ONCOLOGY: A New Treatment for Cancers
Dr. Ed Stadtmauer, a hematologist-oncologist at Penn Medicine. “Even though it’s really sort of science fiction-y biochemistry and science, the reality is that the field has moved tremendously,” he said.Credit...Hannah Yoon for The New York Times
In 2012, a 6-year-old girl was suffering from acute lymphoblastic leukemia. Chemotherapy had been unsuccessful, and the case was too advanced for a bone-marrow transplant. There didn’t seem to be any other options, and the girl’s physicians told her parents to go back home.
Instead, they went to the Children’s Hospital of Philadelphia, where doctors used an experimental treatment called chimeric antigen receptor (CAR) T-cell therapy to turn the girl’s white blood cells against the cancer. Ten years later, the girl is cancer free.
Since then, Dr. Carl June, a medical professor at the University of Pennsylvania who helped develop CAR T-cell therapy, and his collaborators, including Dr.

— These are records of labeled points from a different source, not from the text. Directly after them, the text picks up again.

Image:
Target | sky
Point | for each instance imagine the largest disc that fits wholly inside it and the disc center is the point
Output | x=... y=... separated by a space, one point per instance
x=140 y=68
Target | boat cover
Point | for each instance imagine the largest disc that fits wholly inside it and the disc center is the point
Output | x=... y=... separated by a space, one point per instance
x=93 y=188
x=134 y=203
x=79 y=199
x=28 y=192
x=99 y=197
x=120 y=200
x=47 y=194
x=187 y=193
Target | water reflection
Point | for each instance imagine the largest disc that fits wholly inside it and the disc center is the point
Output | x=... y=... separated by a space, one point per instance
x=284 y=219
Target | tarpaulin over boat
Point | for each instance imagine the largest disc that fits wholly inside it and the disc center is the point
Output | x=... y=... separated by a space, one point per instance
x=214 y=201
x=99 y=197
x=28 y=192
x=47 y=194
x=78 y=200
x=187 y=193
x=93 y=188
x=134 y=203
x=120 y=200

Ed Stadtmauer, a hematologist-oncologist at Penn Medicine, have been working to improve it. That includes using CRISPR, which is the simplest and most accurate tool to edit T-cells outside the body. Dr. Stadtmauer, who specializes in dealing with various types of blood and lymph system cancers, said that “the last decade or so has just seen a revolution of treatment of these diseases; it’s been rewarding and exciting.”

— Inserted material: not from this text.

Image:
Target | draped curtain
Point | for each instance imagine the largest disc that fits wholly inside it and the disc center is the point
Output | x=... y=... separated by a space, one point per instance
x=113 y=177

Over the past couple of years, Dr. Stadtmauer helped run a clinical trial in which T-cells that underwent significant CRISPR editing were inserted into patients with treatment-resistant cancers. The results were promising.
Nine months into the trial the edited T-cells had not been rejected by the patients’ immune systems and were still present in the blood. The real benefit is that scientists now know that CRISPR-aided treatments are possible.
“Even though it’s really sort of science fiction-y biochemistry and science, the reality is that the field has moved tremendously,” Dr. Stadtmauer said. He added that he was less excited by the science than how useful CRISPR had become. “Every day I see maybe 15 patients who need me,” he said. “That’s what motivates me.”